The broader PD-1 and PD-L1 inhibitor market was valued at 74.16 billion USD in 2026 and is projected to reach 142.04 billion USD by 2031 at 13.88% compound annual growth rate, reflecting continued label expansion, combination therapy adoption, and emerging market penetration despite biosimilar competition and NRDL pricing pressure32. More than 50 companies maintain active PD-1 programs across USA and China, with approximately 60% of programs in Phase I/II indicating ongoing clinical exploration of novel combinations and formats, though only approximately 10% have reached approval or late-stage regulatory filing, suggesting high attrition and competitive selection pressure21.
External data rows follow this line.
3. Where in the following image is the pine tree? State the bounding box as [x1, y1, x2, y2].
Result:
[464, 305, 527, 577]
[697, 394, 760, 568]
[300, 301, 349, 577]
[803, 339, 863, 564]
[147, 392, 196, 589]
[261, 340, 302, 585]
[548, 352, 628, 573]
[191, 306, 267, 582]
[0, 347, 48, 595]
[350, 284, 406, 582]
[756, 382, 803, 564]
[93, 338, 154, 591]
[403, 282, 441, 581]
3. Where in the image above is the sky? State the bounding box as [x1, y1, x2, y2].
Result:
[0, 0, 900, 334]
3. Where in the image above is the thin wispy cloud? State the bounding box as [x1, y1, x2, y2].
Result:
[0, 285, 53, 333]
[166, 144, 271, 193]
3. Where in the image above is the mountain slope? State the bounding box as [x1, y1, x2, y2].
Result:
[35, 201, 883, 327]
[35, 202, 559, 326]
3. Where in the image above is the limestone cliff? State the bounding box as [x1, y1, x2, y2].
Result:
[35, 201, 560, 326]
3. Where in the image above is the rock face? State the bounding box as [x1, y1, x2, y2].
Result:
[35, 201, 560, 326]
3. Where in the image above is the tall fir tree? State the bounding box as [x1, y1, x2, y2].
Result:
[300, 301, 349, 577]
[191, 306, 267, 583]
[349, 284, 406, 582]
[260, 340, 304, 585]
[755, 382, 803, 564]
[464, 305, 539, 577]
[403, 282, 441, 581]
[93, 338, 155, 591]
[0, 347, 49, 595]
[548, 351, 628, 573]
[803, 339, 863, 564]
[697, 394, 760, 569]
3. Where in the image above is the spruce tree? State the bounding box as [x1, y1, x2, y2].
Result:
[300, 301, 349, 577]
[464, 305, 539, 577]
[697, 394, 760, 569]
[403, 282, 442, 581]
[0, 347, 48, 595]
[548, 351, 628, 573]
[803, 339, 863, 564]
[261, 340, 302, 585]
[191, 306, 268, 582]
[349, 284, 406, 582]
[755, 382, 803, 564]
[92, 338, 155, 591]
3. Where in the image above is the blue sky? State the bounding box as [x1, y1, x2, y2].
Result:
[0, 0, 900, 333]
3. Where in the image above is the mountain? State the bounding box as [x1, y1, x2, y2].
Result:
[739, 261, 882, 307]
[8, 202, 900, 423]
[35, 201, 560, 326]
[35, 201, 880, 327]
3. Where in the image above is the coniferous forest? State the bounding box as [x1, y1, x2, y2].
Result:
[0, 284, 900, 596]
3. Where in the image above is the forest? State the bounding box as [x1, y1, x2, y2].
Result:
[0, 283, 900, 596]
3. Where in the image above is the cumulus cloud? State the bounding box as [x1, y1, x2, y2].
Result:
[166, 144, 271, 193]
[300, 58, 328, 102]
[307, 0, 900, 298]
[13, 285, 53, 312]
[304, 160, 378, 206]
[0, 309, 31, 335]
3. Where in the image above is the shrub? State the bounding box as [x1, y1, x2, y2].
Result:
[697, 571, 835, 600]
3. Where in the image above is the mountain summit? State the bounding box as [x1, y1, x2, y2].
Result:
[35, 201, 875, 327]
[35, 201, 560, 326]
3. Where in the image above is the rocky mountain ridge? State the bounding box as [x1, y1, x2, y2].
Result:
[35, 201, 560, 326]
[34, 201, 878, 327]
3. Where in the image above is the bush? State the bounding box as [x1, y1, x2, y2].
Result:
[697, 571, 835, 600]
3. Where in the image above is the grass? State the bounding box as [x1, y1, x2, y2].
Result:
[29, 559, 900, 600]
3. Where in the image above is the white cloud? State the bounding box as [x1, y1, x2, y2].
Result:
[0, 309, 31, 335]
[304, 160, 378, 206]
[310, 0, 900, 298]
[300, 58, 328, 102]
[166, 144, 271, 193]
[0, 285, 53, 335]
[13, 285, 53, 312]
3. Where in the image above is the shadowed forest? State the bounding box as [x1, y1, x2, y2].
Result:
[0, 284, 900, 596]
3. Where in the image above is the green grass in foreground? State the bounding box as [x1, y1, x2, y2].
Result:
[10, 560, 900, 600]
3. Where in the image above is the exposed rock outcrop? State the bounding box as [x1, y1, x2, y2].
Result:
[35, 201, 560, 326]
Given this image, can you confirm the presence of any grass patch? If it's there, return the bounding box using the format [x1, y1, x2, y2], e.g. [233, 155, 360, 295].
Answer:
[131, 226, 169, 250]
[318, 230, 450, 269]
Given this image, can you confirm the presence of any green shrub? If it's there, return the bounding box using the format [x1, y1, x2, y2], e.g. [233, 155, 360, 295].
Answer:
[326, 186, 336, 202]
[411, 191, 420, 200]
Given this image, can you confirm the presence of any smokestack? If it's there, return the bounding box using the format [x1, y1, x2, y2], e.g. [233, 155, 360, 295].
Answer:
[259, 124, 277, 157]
Clinical Attractiveness Assessment for New Entrants and Future Value Accrual
The evidence base suggests that undifferentiated PD-1 monotherapy offers limited opportunity for new entrants unless paired with meaningful differentiation, such as novel formulations, biomarker-enriched indications, or combination strategies. The class is highly crowded globally, and pricing pressure is especially intense in China, where NRDL inclusion commonly requires substantial negotiated price reductions. Ivonescimab provides a notable example of next-generation differentiation: in the phase III HARMONi-2 trial, the PD-1×VEGF bispecific outperformed pembrolizumab in PD-L1-positive advanced NSCLC, suggesting that value creation is more likely to come from multi-target biology than from incremental optimization of PD-1 binding alone 2126.
Future clinical value is most likely to accrue through biomarker-guided combinations, next-generation bispecifics, and lifecycle expansion into earlier-stage settings. Combinations such as PD-1 plus CTLA-4 in selected PD-L1-low NSCLC populations, PD-1/VEGF co-targeting in defined resistance settings, and perioperative immunotherapy regimens supported by pathologic response and ctDNA analyses exemplify this trend. However, not all mechanistically attractive combinations succeed: TIGIT and LAG-3 programs have shown mixed or negative phase III results, underscoring the need for rigorous biomarker development and confirmatory trials 22.